# Wie erstellt man so eine Website?



## 123samoht (1. Okt 2004)

Hallo Zusammen,

kann mir jemand sagen, wie man solch eine Hompage wie
http://www.stempelplattform.de/bestellen.aspx -
also dieses Tool mit Texteingabefelder, Schriftgröße etc. und Vorschau realisieren kann.  :bahnhof: 

Ist das Java oder........?  

Über eine Antwort von euch würde ich mich sehr freuen.

Gruß
123samoht


----------



## bygones (1. Okt 2004)

bei der seite scheint es ASP zu sein... du kannst ein solches System aber auch in Java oder auch PHP lösen... ganz wie du willst.

Für die Vorschau wird ein Bild aus den Infos generiert....

JavaScript ist da nicht hilfreich


----------



## stev.glasow (1. Okt 2004)

Nein das ist keine Java. Ich würde sagen, dass das ein ganz normales HTML-Formular ist, welches mit ASP ausgewertet wird.


----------



## 123samoht (1. Okt 2004)

vielen Dank für eure schnelle Antwort.

ist das sehr komplex, wenn man wenig Ahnung von PHP u. Java hat?
Hab nur html-kenntnisse.
Könnte ich mir diesen Code von jemandem schreiben lassen und
dann selbst in html-Dokumente einbetten?


----------



## P3AC3MAK3R (1. Okt 2004)

Titel präzisiert.

Bitte beim nächsten Posting die Boardregeln beachten:



> Aussagekräftige Titel verwenden! Es nervt nur, wenn ihr z.
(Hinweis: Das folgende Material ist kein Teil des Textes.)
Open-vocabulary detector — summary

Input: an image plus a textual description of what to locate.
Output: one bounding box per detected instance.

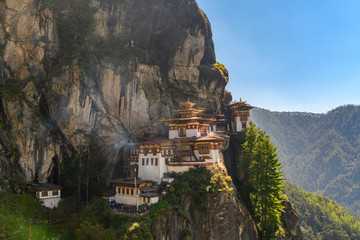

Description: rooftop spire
[181,99,196,110]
B. schreibt "Suche Hilfe". Eine gute kurze Beschreibung eures Problems hilft euch viel eher weiter.


----------



## bygones (1. Okt 2004)

123samoht hat gesagt.:
			
		

> ist das sehr komplex, wenn man wenig Ahnung von PHP u. Java hat?


Ja - da du das lernen müsstest[/quote]


			
				123samoht hat gesagt.:
			
		

> Könnte ich mir diesen Code von jemandem schreiben lassen und
> dann selbst in html-Dokumente einbetten?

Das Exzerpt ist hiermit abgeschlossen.